GaN-based light emitting diodes (LEDs) have been applied and developed for about 10 years. The GaN-based LEDs have significantly advance the LED technologies and has been employed in various applications including full color LED displays, LED traffic signals, white LEDs and the like.
Recently, high-efficiency white LEDs have been expected to replace fluorescent lamps. In particular, the efficiency of white LEDs is approaching that of ordinary fluorescent lamps.
Two major approaches to improve the efficiency of LEDs have been attempted. The first approach is to enhance the internal quantum efficiency determined by the crystal quality and the epitaxial layer structure, and the second approach is to increase the light extraction efficiency.
Since the internal quantum efficiency currently reaches 70˜80%, there is little room for further improvement of the internal quantum efficiency. However, the light extraction efficiency may be further improved. In the light extraction efficiency, it is most important to eliminate internal loss of light due to total internal reflection.
A light emitting diode with improved light extraction efficiency through the prevention of total internal reflection has been disclosed in Applied Physics Letters, Vol. 84, No. 6, pp. 855-857, entitled “Increase in the extraction efficiency of GaN-Based light emitting diodes via surface roughening” by Fujii et al.
The LED is formed by depositing an N-type semiconductor layer, an active layer and a P-type semiconductor layer on a sapphire substrate, bonding the semiconductor layers on a submount, separating the semiconductor layers from the substrate using a laser lift-off (LLO) technique, and then roughening a surface of the N-type semiconductor layer. As the surface of the N-type semiconductor layer is roughened, the extraction efficiency of light emitted to the outside through the N-type semiconductor layer can be improved.
However, since there is a limitation in improvement of the light extraction efficiency, a chip area should be increased in order to obtain necessary light output per unit chip. The increase in the chip area results in the increase in manufacturing costs per chip. Accordingly, a new LED capable of increasing light output from the same unit chip area is required.
Meanwhile, an LED is repeatedly turned on/off according to the direction of a current from an AC power supply. Thus, in a case where the LED is used while connecting directly to the AC power supply, there is a problem in that the LED does not continuously emit light and may be easily damaged due to reverse current.

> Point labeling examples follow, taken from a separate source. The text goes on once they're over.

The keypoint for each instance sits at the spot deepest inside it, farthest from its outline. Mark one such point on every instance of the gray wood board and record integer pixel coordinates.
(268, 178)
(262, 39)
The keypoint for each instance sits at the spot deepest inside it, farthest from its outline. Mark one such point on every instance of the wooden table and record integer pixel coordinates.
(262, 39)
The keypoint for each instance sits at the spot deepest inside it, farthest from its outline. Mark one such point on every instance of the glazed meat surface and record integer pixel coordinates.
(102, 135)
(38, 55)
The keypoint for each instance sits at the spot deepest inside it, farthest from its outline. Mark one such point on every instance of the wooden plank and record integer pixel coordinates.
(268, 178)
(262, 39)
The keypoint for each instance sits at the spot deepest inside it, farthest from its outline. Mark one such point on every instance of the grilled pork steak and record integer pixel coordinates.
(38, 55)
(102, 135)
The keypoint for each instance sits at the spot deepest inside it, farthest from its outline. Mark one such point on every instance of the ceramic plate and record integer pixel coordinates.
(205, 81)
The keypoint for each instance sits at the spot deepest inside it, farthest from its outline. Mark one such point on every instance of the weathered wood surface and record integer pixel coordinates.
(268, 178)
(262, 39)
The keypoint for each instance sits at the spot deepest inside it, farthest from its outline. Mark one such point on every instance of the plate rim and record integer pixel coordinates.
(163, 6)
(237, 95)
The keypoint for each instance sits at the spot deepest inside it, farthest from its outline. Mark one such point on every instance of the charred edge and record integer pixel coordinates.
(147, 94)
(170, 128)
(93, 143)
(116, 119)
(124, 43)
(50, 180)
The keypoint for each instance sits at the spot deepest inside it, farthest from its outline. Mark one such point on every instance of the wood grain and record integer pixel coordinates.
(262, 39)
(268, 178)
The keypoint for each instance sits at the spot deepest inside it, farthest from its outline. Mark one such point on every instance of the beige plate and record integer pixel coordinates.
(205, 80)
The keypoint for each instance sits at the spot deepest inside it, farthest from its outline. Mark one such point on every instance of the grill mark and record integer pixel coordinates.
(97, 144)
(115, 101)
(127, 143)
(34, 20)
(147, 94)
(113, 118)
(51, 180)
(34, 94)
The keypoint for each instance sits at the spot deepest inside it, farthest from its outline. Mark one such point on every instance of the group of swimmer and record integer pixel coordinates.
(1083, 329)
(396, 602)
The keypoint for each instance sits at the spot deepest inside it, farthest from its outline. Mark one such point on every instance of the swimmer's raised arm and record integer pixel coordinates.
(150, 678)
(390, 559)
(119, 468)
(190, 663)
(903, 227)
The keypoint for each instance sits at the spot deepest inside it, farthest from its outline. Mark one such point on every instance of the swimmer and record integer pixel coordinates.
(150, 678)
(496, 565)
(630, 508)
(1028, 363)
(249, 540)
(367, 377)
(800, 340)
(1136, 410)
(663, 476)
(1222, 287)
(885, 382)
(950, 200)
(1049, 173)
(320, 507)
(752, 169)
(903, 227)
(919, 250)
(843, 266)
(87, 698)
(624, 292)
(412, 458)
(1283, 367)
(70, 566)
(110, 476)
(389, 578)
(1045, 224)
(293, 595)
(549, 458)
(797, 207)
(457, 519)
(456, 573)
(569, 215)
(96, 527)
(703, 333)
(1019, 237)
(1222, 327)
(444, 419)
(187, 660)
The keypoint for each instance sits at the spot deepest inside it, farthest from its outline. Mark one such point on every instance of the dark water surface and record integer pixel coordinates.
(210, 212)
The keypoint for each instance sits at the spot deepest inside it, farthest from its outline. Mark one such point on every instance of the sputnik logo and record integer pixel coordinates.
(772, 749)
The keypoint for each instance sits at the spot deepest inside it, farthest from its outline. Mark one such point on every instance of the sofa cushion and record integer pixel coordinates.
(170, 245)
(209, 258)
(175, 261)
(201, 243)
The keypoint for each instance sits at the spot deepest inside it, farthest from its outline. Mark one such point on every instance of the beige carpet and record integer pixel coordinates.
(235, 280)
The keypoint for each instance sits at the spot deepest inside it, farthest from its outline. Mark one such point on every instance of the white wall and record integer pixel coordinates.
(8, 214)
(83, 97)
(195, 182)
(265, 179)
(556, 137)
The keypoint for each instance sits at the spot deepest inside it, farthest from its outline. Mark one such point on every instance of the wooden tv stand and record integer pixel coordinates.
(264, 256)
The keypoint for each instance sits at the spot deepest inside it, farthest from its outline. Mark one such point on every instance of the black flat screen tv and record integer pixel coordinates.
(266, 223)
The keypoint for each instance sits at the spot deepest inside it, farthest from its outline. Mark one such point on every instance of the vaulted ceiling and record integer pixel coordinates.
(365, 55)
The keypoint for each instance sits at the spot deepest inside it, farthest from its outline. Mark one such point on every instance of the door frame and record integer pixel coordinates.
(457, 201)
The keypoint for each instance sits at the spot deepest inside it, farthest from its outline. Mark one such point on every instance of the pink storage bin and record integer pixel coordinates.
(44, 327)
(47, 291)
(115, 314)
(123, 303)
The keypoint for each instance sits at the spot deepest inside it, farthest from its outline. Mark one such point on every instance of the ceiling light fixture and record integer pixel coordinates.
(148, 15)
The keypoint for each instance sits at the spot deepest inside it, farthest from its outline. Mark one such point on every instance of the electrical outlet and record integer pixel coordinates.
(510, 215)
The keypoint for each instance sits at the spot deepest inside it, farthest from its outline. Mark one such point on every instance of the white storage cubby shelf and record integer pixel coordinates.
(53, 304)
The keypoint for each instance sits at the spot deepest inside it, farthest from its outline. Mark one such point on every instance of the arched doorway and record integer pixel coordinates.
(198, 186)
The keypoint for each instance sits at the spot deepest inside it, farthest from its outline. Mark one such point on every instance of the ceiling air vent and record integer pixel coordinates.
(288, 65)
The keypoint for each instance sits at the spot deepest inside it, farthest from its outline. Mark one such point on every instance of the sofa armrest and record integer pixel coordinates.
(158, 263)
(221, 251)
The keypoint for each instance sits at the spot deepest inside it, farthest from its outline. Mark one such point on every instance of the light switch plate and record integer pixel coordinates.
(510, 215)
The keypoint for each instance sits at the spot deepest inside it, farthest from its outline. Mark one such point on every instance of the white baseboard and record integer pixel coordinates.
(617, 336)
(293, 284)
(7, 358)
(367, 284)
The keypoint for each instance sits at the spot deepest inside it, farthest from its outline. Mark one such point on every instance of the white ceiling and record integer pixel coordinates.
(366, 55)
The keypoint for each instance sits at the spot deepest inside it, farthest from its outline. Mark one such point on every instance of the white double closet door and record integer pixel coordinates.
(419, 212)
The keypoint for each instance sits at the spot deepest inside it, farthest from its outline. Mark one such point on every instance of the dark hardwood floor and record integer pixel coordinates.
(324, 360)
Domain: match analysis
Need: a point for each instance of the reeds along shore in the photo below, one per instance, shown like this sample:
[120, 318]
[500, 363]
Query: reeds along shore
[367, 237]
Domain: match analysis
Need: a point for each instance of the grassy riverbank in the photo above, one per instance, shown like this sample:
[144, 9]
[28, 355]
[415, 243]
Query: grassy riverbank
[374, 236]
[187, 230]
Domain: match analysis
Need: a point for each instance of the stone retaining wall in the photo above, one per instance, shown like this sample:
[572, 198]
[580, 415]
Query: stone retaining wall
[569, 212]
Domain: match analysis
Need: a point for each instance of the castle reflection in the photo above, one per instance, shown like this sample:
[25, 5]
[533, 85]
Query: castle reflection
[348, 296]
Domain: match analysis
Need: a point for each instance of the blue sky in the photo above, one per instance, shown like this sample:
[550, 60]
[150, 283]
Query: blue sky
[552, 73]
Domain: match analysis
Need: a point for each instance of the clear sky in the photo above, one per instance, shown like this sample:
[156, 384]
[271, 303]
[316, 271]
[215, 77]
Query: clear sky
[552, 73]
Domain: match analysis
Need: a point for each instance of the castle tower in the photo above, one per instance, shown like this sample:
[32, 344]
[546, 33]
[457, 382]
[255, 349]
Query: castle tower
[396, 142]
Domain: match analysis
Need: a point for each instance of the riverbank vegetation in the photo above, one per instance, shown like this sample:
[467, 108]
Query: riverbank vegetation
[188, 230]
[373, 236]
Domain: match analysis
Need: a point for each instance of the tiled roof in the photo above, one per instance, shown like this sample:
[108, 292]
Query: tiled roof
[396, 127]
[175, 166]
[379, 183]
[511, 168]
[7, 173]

To solve such a problem of the light emitting diode, a light emitting diode that can be used while connected directly to a high-voltage AC power supply has been disclosed in PCT Publication No. WO 2004/023568 A1 entitled “Light-Emitting Device Having Light-Emitting Elements” by Sakai et al.
According to PCT Publication No. WO 2004/023568 A1, light emitting diodes (light emitting cells) are two-dimensionally connected in series on an insulating substrate such as a sapphire substrate to form LED arrays. Two LED arrays are connected in reverse parallel on the sapphire substrate. As a result, a single chip light emitting device that can be driven by means of an AC power supply is provided.
In such a light emitting device, since LED arrays are alternately operated under an AC power supply, its light output is considerably limited as compared with a case where light emitting cells are simultaneously operated. Thus, it is further necessary to improve the light output per unit area within such a light emitting device.